For those like you JT who seek to inquire into the truth of a particular claim I applaud and welcome your inquiry. But for most of the EUOs I have attended no such inquiry is made. The EUO serves the purpose of being a billing event for the attorney, and when no Malella issues are forthcoming at testimony those issues are manufactured by the attorney and carrier.
Kurt,
I have done my share of provider EUOs. I am not out to trick anyone. Even a balanced person like me will go 6-8 hours, and that is mainly because there is a lot to be asked. Sometimes, another witness will be required based on the answers that were given. I can assure your, however, that I treat all deponents professionally and with dignity. My practice is not geared towards generating billables. If you feel that the EUO is so out of bounds, then you are free to object and then go to court to see if you are right. There are quite a few cases on the fire insurance side where that happens. The court will then decide whether or not to allow a further EUO. Park v. Long Island Ins. dealt with an offshoot of that issue.
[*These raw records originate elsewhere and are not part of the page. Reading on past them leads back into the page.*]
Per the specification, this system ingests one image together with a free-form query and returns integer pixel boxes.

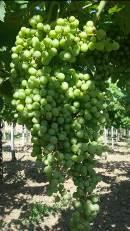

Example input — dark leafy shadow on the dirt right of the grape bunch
[92,162,130,231]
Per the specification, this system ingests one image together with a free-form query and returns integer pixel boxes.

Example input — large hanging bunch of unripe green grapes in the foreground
[11,15,119,231]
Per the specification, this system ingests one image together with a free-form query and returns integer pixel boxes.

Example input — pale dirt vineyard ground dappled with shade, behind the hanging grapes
[0,142,130,231]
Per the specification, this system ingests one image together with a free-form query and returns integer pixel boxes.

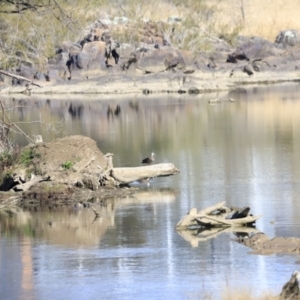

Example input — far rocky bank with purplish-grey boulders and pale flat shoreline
[0,19,300,95]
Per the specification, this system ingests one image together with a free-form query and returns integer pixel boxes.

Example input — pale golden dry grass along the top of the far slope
[87,0,300,41]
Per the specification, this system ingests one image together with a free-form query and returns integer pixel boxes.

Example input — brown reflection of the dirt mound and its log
[0,189,175,247]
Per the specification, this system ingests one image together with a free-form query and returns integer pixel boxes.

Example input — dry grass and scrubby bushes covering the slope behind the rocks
[0,0,300,69]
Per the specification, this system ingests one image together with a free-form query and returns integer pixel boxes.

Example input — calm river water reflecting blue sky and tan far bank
[0,84,300,300]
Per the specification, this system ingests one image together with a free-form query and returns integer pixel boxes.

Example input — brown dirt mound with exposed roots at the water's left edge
[0,135,148,207]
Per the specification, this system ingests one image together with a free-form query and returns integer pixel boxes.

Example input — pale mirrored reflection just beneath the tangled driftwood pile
[177,226,260,247]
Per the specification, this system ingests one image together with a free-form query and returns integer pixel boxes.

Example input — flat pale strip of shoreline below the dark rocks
[0,70,300,95]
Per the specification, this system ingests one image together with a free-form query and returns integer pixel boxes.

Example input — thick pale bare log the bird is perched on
[111,163,179,184]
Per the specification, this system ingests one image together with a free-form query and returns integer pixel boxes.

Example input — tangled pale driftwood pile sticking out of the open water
[176,202,261,228]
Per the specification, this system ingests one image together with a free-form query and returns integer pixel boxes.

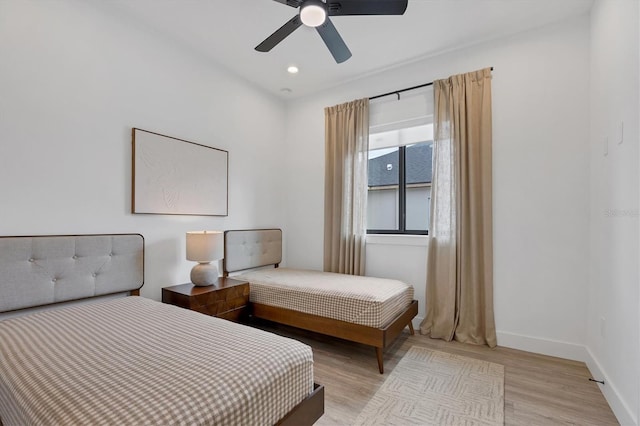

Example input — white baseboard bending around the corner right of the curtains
[496,331,638,426]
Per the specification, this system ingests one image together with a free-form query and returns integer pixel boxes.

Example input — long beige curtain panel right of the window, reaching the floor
[420,68,496,347]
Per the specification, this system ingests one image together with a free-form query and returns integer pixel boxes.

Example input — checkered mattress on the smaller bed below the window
[238,268,413,328]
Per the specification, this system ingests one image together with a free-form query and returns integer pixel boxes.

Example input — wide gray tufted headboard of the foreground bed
[0,234,144,312]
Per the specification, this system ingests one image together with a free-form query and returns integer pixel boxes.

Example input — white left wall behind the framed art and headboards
[0,0,285,299]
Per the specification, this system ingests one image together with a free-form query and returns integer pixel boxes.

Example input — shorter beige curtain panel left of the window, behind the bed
[324,99,369,275]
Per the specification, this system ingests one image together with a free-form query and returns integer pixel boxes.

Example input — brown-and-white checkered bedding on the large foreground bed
[0,297,313,426]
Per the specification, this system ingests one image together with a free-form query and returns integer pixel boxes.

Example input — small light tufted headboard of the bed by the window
[222,229,282,276]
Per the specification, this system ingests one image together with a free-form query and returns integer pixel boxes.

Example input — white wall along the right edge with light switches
[587,0,640,424]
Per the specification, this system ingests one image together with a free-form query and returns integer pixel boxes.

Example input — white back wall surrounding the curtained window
[285,16,589,350]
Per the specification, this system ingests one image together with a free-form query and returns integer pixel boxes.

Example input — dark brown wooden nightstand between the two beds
[162,277,249,322]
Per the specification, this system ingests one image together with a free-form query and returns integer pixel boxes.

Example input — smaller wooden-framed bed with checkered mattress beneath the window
[223,229,418,374]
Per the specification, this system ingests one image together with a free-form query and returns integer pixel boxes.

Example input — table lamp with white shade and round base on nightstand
[187,231,224,286]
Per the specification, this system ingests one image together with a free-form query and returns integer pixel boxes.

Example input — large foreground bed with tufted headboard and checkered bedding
[0,235,324,426]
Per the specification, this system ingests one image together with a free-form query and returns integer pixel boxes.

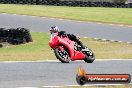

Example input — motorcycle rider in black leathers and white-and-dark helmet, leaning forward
[50,26,85,51]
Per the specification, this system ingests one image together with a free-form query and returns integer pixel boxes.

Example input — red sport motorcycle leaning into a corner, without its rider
[49,33,95,63]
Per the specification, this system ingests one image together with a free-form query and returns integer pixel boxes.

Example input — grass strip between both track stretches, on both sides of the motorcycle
[0,32,132,61]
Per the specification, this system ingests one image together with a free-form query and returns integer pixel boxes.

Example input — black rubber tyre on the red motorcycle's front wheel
[54,48,70,63]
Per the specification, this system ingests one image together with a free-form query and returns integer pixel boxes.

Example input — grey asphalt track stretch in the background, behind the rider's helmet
[0,14,132,42]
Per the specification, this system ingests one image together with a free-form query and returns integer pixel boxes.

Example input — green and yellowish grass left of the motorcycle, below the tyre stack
[0,33,55,61]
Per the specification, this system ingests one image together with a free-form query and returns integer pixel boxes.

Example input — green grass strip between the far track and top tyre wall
[0,4,132,24]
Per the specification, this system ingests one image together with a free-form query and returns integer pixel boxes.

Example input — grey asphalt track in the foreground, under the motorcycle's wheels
[0,60,132,88]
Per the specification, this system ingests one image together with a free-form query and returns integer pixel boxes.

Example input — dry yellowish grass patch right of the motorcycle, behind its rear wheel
[81,38,132,59]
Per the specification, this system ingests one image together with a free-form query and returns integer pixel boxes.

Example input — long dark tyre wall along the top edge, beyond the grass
[0,0,132,8]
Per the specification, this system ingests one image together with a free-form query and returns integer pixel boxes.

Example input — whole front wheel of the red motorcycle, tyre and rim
[54,48,70,63]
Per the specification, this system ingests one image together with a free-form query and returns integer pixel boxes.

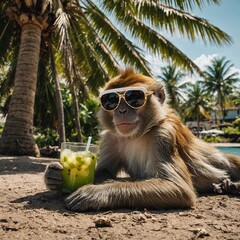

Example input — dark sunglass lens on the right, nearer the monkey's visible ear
[125,90,145,108]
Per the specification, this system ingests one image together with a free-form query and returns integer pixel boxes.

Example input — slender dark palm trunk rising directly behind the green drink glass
[49,41,66,147]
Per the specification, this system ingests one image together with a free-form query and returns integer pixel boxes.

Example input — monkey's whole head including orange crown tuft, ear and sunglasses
[98,69,166,137]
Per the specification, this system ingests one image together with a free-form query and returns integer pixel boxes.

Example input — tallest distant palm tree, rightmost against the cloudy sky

But, if your client is being held hostage then walk out and file a DJ on your own behalf. The thing is that, and maybe I am wrong, the providers are reticent to pay the retainers and hourly rates necessary to prosecute this type of action, or defend a true to Mallela to the end. If is the economic imbalances that thwart you, them I am not sure what I can say.
So JT, what you are saying is that the carrier and its attorney can do whatever the hell they want and then the provider must file a DJ to stop provider abuse.
And all this time I thought that insurance companies were regulated by NYS Ins Dept and that the Court of Appeals in Malella opined that such abuses would be thwarted by the regulatory body.
What can you say about economic imbalances? Tough luck to doctors, windfall to insurers.
I meant “stop insurance company abuse”. Its past my bedtime.
Oh J.T. I can count the number of medically unnecessary MUAs on one maybe two hands too.
I-9s at the EUO. Sort of sums it up. Give us an excuse … any excuse … not to pay.
Just got back from a Court Appearance in the big federal case. The government wants the indicted medical providers to default on their affirmative litigation as a condition of bail. In other words if the insurance company moves to compel discovery the provider cannot resist the motion and cannot provide discovery. They physically cannot do anything. If they do they have violated their bail; forfeit their bond and go to jail.
I wonder who put the government up to that? In a case where the wiretap apps lifted portions of the Gecko’s RICOs.
Whatever happened to innocent until proven guilty.
This country is a the biggest lie in history spreading freedom to the entire world via cluster bombs and then complete anarchy.